Auf einer Konferenz in Usbekistan sprechen die Teilnehmer über Afghanistan. Das Problem: Die Ausgangslage ist schwierig, und die Teilnehmer sind teilweise auch noch untereinander verfeindet.

Seit Jahren wird in Afghanistan gekämpft, und es ist immer noch kein Ende in Sicht. Ein neuer Versuch der Annäherung wird auf der Afghanistan-Konferenz in der usbekischen Hauptstadt Taschkent unternommen (26./27.03.). Doch die Situation ist so komplex, dass voraussichtlich auch auf dieser Konferenz keine großen Fortschritte erzielt werden.

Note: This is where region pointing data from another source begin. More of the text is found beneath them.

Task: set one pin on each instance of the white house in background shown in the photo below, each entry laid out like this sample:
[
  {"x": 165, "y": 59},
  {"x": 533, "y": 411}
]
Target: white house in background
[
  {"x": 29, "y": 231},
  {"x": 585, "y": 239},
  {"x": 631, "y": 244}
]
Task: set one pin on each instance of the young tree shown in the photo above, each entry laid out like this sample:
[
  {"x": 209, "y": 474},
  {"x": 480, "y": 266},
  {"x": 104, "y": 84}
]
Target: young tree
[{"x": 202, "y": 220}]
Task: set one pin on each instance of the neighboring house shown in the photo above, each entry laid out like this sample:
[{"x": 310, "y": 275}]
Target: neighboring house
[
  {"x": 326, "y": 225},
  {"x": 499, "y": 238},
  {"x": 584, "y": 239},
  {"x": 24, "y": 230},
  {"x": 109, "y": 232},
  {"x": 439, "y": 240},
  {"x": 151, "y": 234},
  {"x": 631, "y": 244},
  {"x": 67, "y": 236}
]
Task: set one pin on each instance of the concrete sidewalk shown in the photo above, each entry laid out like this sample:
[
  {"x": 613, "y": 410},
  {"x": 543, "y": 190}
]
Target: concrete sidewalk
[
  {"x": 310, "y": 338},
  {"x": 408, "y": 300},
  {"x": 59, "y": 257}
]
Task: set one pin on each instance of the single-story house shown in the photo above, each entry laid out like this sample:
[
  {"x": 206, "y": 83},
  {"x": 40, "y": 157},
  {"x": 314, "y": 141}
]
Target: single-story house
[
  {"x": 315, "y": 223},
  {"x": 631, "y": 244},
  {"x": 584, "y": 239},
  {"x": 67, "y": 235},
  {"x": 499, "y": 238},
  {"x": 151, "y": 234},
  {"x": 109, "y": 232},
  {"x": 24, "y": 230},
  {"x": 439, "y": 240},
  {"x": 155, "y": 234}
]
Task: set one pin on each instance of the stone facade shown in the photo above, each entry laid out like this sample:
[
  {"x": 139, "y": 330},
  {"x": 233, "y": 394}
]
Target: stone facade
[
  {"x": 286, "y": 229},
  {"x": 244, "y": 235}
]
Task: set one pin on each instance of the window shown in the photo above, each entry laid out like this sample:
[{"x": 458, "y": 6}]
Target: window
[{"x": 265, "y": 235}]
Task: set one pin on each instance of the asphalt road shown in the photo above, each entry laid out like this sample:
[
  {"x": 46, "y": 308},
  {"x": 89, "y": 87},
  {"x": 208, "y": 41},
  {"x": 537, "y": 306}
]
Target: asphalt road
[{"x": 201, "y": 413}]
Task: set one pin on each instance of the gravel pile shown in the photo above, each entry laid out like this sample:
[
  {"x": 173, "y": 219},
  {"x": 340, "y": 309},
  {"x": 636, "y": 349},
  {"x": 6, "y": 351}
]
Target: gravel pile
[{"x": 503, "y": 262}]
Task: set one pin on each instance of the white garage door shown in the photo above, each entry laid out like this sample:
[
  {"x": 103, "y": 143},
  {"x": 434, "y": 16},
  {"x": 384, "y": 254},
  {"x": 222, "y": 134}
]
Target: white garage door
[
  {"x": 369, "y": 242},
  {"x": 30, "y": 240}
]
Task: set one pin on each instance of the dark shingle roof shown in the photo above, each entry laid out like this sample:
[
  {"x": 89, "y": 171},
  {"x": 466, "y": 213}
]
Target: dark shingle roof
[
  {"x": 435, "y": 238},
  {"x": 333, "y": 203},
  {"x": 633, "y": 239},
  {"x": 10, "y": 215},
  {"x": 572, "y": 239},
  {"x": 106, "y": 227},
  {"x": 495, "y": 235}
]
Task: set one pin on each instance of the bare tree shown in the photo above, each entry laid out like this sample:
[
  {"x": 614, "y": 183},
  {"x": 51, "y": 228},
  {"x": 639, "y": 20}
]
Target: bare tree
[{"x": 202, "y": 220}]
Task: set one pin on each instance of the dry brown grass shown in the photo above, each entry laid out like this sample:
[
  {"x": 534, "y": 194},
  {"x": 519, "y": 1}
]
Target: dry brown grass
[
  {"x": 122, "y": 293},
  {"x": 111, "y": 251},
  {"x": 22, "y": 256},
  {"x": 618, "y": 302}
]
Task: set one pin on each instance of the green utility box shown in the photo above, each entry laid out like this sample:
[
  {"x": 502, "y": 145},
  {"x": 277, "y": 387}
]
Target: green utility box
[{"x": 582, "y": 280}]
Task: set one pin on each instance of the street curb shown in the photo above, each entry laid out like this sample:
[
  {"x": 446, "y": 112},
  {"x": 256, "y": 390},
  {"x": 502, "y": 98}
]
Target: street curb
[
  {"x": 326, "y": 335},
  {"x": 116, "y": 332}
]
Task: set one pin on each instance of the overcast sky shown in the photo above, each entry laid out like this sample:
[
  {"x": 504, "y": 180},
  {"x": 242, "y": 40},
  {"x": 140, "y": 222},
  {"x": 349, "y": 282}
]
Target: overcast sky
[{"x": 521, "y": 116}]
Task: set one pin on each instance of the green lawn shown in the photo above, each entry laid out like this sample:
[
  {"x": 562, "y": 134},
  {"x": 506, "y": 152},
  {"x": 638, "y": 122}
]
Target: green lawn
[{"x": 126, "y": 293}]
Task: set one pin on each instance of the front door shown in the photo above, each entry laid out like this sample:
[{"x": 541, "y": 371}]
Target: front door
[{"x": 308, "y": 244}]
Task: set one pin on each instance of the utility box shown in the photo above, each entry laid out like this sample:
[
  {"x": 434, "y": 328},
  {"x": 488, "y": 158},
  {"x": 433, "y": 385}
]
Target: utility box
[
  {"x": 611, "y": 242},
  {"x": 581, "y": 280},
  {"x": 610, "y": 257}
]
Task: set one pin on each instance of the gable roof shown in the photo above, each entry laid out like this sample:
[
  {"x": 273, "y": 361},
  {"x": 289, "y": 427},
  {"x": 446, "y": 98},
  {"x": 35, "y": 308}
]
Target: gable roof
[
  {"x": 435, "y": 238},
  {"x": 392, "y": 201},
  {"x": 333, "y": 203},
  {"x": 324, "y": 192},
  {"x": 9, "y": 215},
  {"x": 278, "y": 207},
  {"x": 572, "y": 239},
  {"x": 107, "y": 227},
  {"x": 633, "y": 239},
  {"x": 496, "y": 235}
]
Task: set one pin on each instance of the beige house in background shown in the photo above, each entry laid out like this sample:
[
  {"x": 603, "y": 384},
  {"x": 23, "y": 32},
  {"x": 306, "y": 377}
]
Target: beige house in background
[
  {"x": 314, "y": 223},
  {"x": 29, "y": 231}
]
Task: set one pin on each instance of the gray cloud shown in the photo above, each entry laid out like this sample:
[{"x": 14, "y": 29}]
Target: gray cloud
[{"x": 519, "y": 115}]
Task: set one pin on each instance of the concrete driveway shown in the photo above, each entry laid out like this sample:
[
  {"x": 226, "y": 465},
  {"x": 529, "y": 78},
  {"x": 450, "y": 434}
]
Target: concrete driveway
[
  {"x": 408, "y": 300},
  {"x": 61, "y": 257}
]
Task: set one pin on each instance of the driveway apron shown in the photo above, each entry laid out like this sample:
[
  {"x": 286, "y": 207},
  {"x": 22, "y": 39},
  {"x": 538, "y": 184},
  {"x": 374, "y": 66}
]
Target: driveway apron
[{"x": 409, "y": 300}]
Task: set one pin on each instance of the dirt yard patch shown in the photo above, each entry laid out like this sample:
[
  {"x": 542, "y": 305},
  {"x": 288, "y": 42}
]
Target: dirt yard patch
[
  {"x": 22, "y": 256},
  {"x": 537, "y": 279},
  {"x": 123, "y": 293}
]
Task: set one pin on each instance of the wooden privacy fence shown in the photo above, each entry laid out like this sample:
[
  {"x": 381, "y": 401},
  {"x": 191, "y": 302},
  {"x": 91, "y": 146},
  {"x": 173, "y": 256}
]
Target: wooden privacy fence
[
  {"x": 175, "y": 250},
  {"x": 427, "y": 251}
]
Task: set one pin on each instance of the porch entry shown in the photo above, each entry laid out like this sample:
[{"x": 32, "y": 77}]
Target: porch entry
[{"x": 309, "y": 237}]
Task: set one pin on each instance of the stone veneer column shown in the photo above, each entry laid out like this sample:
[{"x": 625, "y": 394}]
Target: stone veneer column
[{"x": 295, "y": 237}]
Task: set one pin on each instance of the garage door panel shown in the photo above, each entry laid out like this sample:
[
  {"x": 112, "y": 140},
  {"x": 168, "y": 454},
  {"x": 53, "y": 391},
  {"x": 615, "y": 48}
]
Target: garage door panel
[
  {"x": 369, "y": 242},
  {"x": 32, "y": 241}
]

Die Ausgangssituation in Afghanistan:

  • In den vergangenen zwei Jahren waren eher die Taliban im Aufwind, haben Distrikte für sich gewonnen.
  • Die Hälfte Afghanistans ist entweder Kampfzone oder in der Hand der Taliban, die dort eigene Verwaltungsstrukturen etabliert haben.
  • Nach Schätzungen haben die Taliban bis zu 60.000 Kämpfer im Einsatz.
  • Die USA bomben zurzeit so viel wie seit 2011 nicht mehr.
  • Nur zwei Provinzen gelten derzeit als halbwegs stabil.

Auf der Afghanistan-Konferenz in Usbekistan wollen die Beteiligten offiziell Lösungsansätze für die Konflikte in Afghanistan finden. Sehr wahrscheinlich sind Fortschritte nicht. Denn nicht nur die Ausgangslage ist schwierig - unter den Teilnehmern sind Länder, die als Erzfeinde gelten und kaum an konstruktiven Ideen interessiert sind, die womöglich eigene Nachteile für sie bedeuten.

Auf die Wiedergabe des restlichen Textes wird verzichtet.